3️⃣ Run one EKS cluster per VPC: Running at scale, AWS recommends one EKS cluster per VPC so that Kubernetes will be the only consumer of IP address within the VPC. Any services outside Kubernetes that consume the IP address will ultimately limit the number of pods you can deploy into your cluster.
🔨 Less obvious ones and based on your choice of tools
1️⃣Use of bottlerocket OS vs Amazon Linux EKS optimized AMI: Bottlerocket is an open-source operating system that’s purpose built for running containers. Many general operating systems have the vast majority of software they never need, contributing to the additional overhead on the nodes. This is a minimal security focussed operating system, only what is needed to run containers and improve resource utilization. So rather than going with Amazon Linux 2 EKS optimized AMI, I decided to go with bottlerocket and see some performance improvement.
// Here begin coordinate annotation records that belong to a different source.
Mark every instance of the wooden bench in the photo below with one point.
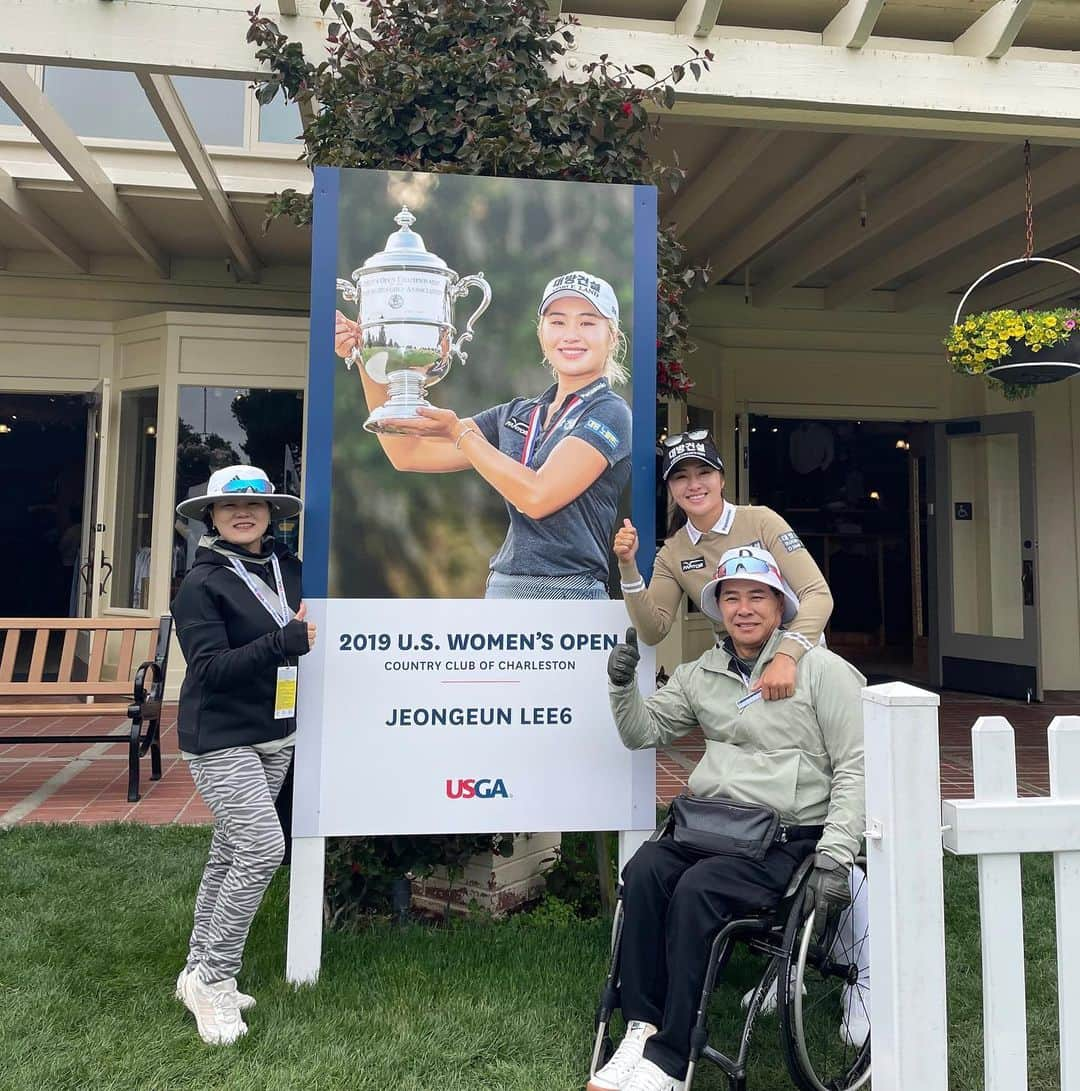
(67, 672)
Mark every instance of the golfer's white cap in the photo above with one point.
(585, 286)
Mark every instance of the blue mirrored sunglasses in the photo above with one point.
(736, 564)
(696, 435)
(248, 484)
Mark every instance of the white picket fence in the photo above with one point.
(908, 826)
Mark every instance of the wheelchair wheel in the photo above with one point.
(818, 988)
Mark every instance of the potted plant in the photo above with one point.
(1017, 349)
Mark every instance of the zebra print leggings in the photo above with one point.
(239, 786)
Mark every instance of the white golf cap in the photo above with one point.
(754, 563)
(236, 482)
(585, 286)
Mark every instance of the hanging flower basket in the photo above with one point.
(1016, 350)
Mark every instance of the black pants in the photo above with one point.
(674, 902)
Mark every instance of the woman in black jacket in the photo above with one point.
(241, 625)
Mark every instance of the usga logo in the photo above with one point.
(480, 789)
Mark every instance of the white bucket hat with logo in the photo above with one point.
(754, 563)
(236, 482)
(585, 286)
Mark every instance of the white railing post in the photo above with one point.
(304, 944)
(907, 910)
(1064, 750)
(1000, 913)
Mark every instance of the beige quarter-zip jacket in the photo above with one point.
(685, 566)
(803, 756)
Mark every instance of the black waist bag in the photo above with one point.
(724, 826)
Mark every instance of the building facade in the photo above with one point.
(851, 169)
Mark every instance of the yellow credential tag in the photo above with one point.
(285, 694)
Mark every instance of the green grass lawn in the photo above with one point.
(94, 931)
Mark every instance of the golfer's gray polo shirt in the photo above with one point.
(577, 538)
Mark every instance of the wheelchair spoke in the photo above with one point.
(823, 1004)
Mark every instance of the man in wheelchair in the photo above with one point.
(800, 760)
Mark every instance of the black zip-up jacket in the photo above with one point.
(233, 647)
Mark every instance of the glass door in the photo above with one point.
(94, 566)
(986, 565)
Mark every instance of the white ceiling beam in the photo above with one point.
(901, 201)
(23, 95)
(710, 181)
(853, 24)
(697, 18)
(1000, 246)
(800, 200)
(179, 37)
(993, 33)
(1053, 177)
(177, 124)
(45, 230)
(765, 80)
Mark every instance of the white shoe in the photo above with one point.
(215, 1009)
(854, 1024)
(614, 1075)
(649, 1077)
(244, 1002)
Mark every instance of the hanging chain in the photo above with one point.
(1027, 200)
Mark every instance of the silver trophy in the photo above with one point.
(405, 319)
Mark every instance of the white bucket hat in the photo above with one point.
(748, 562)
(585, 286)
(236, 481)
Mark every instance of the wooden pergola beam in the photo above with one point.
(170, 112)
(1001, 244)
(1055, 176)
(25, 98)
(853, 24)
(902, 201)
(697, 18)
(993, 33)
(738, 155)
(835, 170)
(46, 230)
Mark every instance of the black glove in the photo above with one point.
(622, 662)
(829, 886)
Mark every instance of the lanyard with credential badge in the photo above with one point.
(534, 431)
(285, 690)
(279, 613)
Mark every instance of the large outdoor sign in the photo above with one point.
(470, 454)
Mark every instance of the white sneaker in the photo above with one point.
(243, 1000)
(215, 1009)
(854, 1024)
(624, 1060)
(649, 1077)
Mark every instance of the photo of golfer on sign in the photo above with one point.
(560, 459)
(540, 433)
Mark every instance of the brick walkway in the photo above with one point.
(86, 784)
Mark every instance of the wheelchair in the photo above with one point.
(807, 969)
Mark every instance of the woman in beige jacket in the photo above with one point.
(705, 526)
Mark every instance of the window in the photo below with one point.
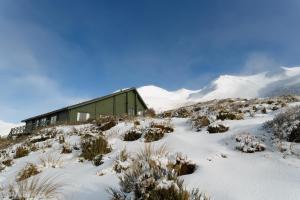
(130, 111)
(53, 120)
(37, 123)
(43, 122)
(82, 117)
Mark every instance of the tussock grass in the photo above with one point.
(92, 147)
(51, 160)
(21, 151)
(29, 170)
(36, 188)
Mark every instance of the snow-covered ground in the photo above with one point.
(272, 83)
(222, 171)
(5, 127)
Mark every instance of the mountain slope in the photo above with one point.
(5, 127)
(272, 83)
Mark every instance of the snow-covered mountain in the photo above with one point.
(272, 83)
(5, 127)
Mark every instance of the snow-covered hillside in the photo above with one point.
(273, 83)
(222, 171)
(161, 99)
(5, 127)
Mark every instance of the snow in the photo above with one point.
(226, 86)
(6, 126)
(161, 99)
(222, 171)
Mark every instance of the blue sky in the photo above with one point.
(57, 52)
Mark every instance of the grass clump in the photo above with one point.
(66, 148)
(286, 125)
(21, 151)
(36, 188)
(153, 134)
(29, 170)
(94, 146)
(51, 160)
(226, 115)
(149, 178)
(7, 162)
(132, 135)
(217, 128)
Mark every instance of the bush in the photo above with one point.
(182, 166)
(286, 125)
(223, 115)
(35, 188)
(150, 113)
(132, 135)
(7, 162)
(29, 170)
(199, 122)
(92, 147)
(153, 134)
(181, 113)
(165, 127)
(98, 160)
(249, 143)
(136, 123)
(21, 152)
(217, 128)
(66, 148)
(51, 160)
(149, 178)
2️⃣ Use of Karpenter as cluster auto-scaler: One of the biggest advantages of using Karpenter vs. Cluster AutoScaler is Karpenter directly calls the EC2 API to launch or remove nodes as well as dynamically chooses the best EC2 instance types(as shown in the code below)or computes resources for the workload, whereas in case Cluster AutoScaler working on AutoScaling group that needs to homogenous, i.e., all the servers need to be of the same configuration(same CPU and RAM). Karpenter has full knowledge of what AWS does and is not constrained like Cluster Autoscaler, which has many EC2 AutoScaling Group(ASG) features disabled(predictive scaling, node rebalancing, etc).
2022-11-23T01:40:51.723Z INFO controller.provisioning launching node with 5
pods requesting {"cpu":"5125m","pods":"7"} from
types m3.2xlarge, c3.2xlarge, c5d.2xlarge, r3.2xlarge, c5.2xlarge
and 211 other(s) {"commit": "470aa83", "provisioner": "default"}
3️⃣ Choose instance type for worker node: Choose the instance type for the worker node: You need to choose the instance type where you run your workload. Here you will see the advantage of using Karpenter, which automatically chooses the instance type which doesn’t need to be homogenous. You also need to choose the pricing mode to optimize the cost. EKS supports on-demand, saving plans, and reserved and spot instances(your workload can be interrupted and shut down within 2 min of the grace period). I ran a few tests and found that I am getting almost similar performance with spot instances with 70–90% less cost. Please check this blog for more info https://www.101daysofdevops.com/courses/100-days-of-aws/lessons/day-48/
4️⃣ CloudWatch Container Insight: Use of container insight for centralized logging and metrics: To figure out what’s going on in your application pods, we need an agent that forward all the logs and metrics to a centralized location for easy searching and analysis.CloudWatch Container Insights provides a single pane to view all the metrics and logs. CloudWatch container insight uses fluent bit and cloudwatch agent(as daemon set), and they have optimized the API call usage pattern not to make these periodic list pods calls to fetch pod metadata but rather talk locally to the kubelet server endpoint to get the metadata about pods rather than querying the API server. Check this doc how to install container insight https://www.eksworkshop.com/intermediate/250_cloudwatch_container_insights/cwcinstall/
🐘 Now the big and major ones
1️⃣ Understand how IP address is allocated to EKS pods: You also need to understand that EKS uses VPC IP addresses for your pods. When your worker node instance boots up, it gets an elastic network interface(ENI), and that ENI has a primary IP address from your VPC subnet. Each ENI is capable of supporting multiple IP addresses. Depending upon the instance type, it’s capable of additional ENI, each with its primary and secondary IP addresses. EKS uses these secondary IP addresses by assigning an IP address to your pod, and these pods will act as first class citizens of your VPC.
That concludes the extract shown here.